| Task | #1 |
|---|---|
| Position | 9 |
| Score | 4,788 |
| Best Score | 2,911 |
| Points | 0.608 |
Problem Statement
You have a data stream of numbers in string representation sending to STDIN. Each line of the flow has one number in the interval [0; 2147483647]. For example:
629871117
2024562523
1372689083
1021777120
2111176472
Try to find the sum of these numbers for the shortest time. In case of an integer overflow, just ignore it.
Input Generator
The input is uniform random, and there are 50,000,000 integers.
Solution Sketch
This was the first problem I solved. After I hit a performance wall doing movemask + tzcnt and shift, I gave Matt Stuchlik’s solution a try. It took me a while to understand and work through it, and I’m happy it’s so well documented because I knew no SIMD programming at the time.

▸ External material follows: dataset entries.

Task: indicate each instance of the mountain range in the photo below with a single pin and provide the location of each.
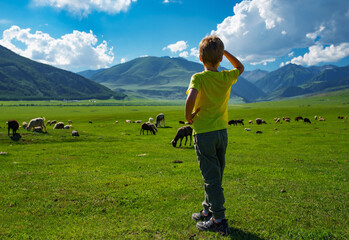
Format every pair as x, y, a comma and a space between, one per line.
24, 79
165, 77
162, 77
156, 77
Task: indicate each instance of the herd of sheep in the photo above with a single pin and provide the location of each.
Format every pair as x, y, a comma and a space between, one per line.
38, 125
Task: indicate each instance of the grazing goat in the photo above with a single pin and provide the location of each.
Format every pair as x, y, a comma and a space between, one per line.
37, 122
306, 120
149, 127
75, 133
260, 121
160, 118
182, 132
236, 122
14, 125
59, 125
286, 119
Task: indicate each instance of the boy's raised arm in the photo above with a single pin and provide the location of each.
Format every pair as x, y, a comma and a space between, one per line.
233, 60
189, 105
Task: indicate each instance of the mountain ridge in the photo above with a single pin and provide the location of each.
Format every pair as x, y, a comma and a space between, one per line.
25, 79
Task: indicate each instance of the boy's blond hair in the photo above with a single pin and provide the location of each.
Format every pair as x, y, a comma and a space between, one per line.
211, 49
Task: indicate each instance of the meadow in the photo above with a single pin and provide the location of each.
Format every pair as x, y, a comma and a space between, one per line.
290, 182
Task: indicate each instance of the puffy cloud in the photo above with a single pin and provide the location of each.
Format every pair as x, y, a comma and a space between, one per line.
71, 51
177, 47
319, 54
259, 30
4, 21
87, 6
184, 54
194, 52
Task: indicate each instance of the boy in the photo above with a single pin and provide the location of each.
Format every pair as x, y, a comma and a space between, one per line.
208, 96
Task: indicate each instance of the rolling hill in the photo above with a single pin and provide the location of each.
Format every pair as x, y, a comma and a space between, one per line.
294, 80
163, 77
24, 79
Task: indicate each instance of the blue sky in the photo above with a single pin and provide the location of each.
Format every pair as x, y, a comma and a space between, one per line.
89, 34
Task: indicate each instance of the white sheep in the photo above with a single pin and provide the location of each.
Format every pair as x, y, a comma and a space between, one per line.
160, 118
59, 125
36, 122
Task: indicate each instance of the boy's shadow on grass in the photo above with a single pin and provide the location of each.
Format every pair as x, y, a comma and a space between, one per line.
238, 234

The key part of this solution is how the LUT is generated. One of the comments says:
Now we dereference the location to get the two mappings. This is a point where you should be a little confused:
- We’re dereferencing the index by itself, not as an offset into an array base.
- The total range of the lut_index variable is very roughly 0 to 2^42, 42 bits address space or some 4TB. That’s more than the 500MB RAM we have available and more than you could create with a normal array literal.
On the positive side the lookup table is very sparse: thanks to the specific input distribution, we only have O(1,000s) chunks of mappings spread over the whole 42 bit address space. This is the part that I’ll explain in more detail in a follow up post, but for now you can imagine as if we
mmapandmemcpyall the mappings to the right addresses at the start of the program. Let me know if you think you know how to do it ~zero-cost! :) Before I came up with this approach I used a derived index based on the size of the numbers in the chunk using chainedtzcnt. This shrinks the index space to (barely) fit in a normal look up table, but the index computation was one long dependency chain with high latency instructions and ended up being almost 50% of the runtime.
I ended up doing the mmap+memcpy, and the shuffle masks themselves were precomputed by generating ~1000 times the input manually into a ringbuffer, striding through it in reverse and seeing what masks we encountered and how we’d need to shuffle. That combined with some aggressive unrolling and storing only part of the LUT to memory got me to 4.8k.
Thoughts
LUT construction does take up a nontrivial amount of time because you can’t mmap more than 40GB of memory at a time. My zero-cost guess would be to embed the look-up table information using the linker into the binary somehow.
The final look up table had to be stored entirely in source, since I didn’t have a nice way of generating it using constexprs. This led to a 2MB header file I had to include, which caused compilation times to spiral out of control. In addition, clangd would crash everytime I tried to edit this solution and clang-format would delete chunks of my code in order to save itself from formatting that mountain of excrement. Because this was my best solution, I also didn’t want to delete it and start from scratch because it would be way too much effort. In hindsight, I should have started afresh for a chance to do much better.